Ripe seeds of invention everywhere abound, and it awaits only a certain combination of need, of circumstance and, above all, perhaps, of chance, to decide which shall germinate.
The High-Speed Internal-Combustion Engine by Harry Ricardo, 1923
“Ricardo’s “ripe seeds of invention”…begin to germinate around some settled platform…allowing a body of communal expertise to develop. The impatient optimizer may see such an inheritance as an obstacle, something to be swept away in the name of forward progress. Human beings are often bullheaded in their attachment to something suboptimal. Call it loyalty, call it perversity, or call it a cultural inheritance, this conservatism has at times been responsibe for amazing leaps forward, paradoxically enough…tradition can itself be an engine of progress. It organizes the transmission of knowledge. It also provides an idiom for some shared endeavor, and a set of historical benchmarks, such that one can imagine oneself outdoing particular human beings who came before, and who worked wthin the same basic limitations. Tradition thus provides a venue for rivalry in excellence, the kind that sometimes brings a whole community to new and unexpected places.
In this respect, I think it is fair to call hot-rodding an art form.”
This is, I’m certain, the most entertaining and engaging work of political philosophy that I will read all year. Crawford tells great stories about what we could call the “car culture’ to make serious arguments for defending the personal freedom integral to the act of driving, and the human virtues cultivated in making and doing stuff to cars. He attacks the particular threat of the autonomous car to critique the larger issues posed by the intrusion of ‘big data tech’ into our society.
Hot-rodding as an art form is a little tongue in cheek, but he’s not talking about street racing. He describes the ingenuity, creativity, and passionate pursuit of making something better, something imagined and created through a high level of craft. I’m never going to pick up a wrench let alone tear down an engine, but I can sincerely admire the skill and passion that the car enthusiast pours into realizing a personal vision.
His title is what caught my attention. Didn’t quite have me at “Drive” but he hooked me with “the Open Road”. I love to drive and I love a road trip above almost anything. The prospect of the so-called autonomous car fills me first with bafflement – who doesn’t want to be in control and enjoy the physical sensations of driving? – and then incredulity – who thinks these systems would be any more error free or secure than any other bug and hack riddled software that we know? – and then fear and outrage – are some “experts” going to force us to relinquish yet another piece of personal independence and active agency?
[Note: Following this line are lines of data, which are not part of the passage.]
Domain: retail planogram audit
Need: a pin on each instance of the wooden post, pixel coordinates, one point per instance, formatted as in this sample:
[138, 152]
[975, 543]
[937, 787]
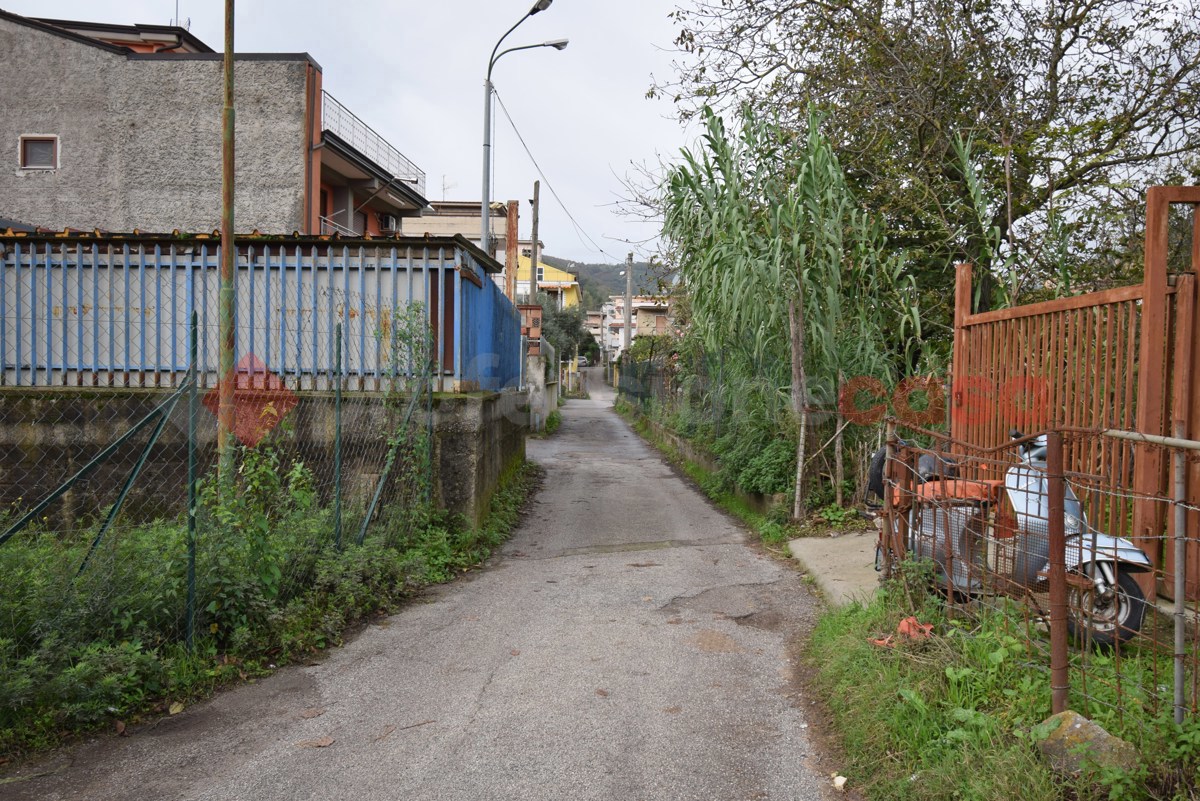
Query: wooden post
[963, 291]
[1060, 680]
[1149, 480]
[1181, 405]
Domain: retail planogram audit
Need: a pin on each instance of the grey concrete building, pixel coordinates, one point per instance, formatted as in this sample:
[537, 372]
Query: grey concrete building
[118, 127]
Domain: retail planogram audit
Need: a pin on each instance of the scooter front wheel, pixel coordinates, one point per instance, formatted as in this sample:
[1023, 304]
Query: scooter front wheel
[1107, 618]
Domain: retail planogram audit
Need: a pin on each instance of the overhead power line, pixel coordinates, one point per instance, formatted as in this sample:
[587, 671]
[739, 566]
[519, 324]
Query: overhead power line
[591, 244]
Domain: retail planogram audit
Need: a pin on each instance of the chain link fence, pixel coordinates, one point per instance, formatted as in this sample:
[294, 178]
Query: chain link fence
[130, 566]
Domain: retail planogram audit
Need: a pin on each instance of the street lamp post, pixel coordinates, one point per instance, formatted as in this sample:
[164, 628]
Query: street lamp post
[629, 301]
[558, 44]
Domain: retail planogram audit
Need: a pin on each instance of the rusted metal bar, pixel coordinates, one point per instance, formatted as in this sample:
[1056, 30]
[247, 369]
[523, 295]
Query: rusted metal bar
[1060, 680]
[889, 511]
[1153, 439]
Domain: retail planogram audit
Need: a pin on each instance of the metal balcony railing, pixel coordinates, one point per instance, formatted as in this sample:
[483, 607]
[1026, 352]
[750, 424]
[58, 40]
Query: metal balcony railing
[348, 127]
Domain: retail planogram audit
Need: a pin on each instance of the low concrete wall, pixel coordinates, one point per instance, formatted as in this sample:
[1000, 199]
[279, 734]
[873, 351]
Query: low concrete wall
[477, 438]
[49, 434]
[543, 393]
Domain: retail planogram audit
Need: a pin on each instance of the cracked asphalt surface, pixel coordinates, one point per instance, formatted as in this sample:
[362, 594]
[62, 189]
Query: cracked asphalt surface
[628, 643]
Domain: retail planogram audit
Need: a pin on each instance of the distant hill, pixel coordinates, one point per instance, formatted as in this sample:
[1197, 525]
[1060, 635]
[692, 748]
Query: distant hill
[599, 281]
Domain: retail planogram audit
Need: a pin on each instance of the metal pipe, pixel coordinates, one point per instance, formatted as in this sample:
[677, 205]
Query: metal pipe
[1060, 682]
[190, 624]
[337, 438]
[1181, 554]
[1155, 439]
[226, 407]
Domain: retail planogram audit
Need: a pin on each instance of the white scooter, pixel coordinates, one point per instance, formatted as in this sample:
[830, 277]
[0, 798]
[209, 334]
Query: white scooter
[978, 529]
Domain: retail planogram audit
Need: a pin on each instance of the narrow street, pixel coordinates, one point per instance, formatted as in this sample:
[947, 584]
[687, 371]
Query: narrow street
[627, 644]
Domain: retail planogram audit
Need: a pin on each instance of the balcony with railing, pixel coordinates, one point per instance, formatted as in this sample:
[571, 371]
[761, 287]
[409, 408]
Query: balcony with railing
[361, 137]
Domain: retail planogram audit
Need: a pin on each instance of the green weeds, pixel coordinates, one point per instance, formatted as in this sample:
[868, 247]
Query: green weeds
[271, 586]
[959, 715]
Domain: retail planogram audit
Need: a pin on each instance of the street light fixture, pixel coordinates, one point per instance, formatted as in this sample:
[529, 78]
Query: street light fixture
[558, 44]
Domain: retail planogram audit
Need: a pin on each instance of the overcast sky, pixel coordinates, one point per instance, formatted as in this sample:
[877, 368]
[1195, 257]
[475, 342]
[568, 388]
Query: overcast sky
[414, 71]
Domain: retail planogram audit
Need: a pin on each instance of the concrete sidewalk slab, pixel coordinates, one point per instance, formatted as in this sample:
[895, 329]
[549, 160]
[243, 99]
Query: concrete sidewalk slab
[841, 566]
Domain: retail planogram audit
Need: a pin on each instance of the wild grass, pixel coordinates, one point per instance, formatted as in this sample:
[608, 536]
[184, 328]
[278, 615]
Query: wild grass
[959, 715]
[273, 586]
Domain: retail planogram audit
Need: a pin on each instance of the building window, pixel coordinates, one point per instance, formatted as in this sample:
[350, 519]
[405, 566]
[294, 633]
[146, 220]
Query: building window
[39, 152]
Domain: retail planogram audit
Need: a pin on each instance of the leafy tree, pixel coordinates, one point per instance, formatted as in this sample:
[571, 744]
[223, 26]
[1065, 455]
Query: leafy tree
[1072, 107]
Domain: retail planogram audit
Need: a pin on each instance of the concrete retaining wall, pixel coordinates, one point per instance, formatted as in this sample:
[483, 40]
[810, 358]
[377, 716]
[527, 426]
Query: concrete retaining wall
[759, 503]
[47, 435]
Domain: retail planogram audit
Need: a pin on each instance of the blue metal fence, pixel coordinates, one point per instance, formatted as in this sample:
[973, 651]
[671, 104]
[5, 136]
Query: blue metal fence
[112, 311]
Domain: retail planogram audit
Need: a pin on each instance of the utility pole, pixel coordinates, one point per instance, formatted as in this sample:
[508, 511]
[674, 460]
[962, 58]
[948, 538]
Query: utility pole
[227, 296]
[535, 254]
[629, 301]
[511, 250]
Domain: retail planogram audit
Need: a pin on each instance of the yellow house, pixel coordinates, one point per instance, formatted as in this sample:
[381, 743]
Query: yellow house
[557, 283]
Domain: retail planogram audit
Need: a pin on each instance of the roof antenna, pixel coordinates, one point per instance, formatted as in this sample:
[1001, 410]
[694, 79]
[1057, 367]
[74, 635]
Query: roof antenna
[186, 24]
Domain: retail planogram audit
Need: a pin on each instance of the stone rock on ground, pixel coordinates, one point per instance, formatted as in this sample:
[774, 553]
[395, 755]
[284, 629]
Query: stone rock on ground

I feel more and more uncomfortable with what has been aptly named “surveillance capitalism” (Shoshana Zuboff, The Age of Surveillance Capitalism) and anxious about its relentless extension into our lives. I have no wish to be a passive engine of consumption, but it is harder and harder to defend privacy and avoid (or even recognize) the little nudges and gentle steerings that intrude into every activity.
“…the Blob that seeks to claim every nook and cranny of human experience as raw material to be datafied and turned to its own profit. What this amounts to is a concentration of wealth, a centralization of knowledge, and an atrophy of our native skills to do things for ourselves.
However one comes down on a contest such as that between…consumer convenience and a living wage, between waiting an extra five minutes to hail a cab versus spending an extra ten minutes in traffic because the streets are flooded with empty Ubers, shouldn’t these questions be decided by us, through democratic contest and market forces? That is not at all what is happening. It is more like colonial conquest, this new and very unilateral form of political economy.”
Definitely a bigger issue than keeping my car keys. That’s important too. I like to drive, I like to use the skills developed over many years and miles of driving, I like making the choice of route even if it’s not GPS “optimal”, and I enjoy (mostly) the interaction with fellow drivers as we share the community of the road.
“To drive is to exercise one’s skill at being free, and one can’t help but feel this when one gets behind the wheel. It seems a skill worth preserving.”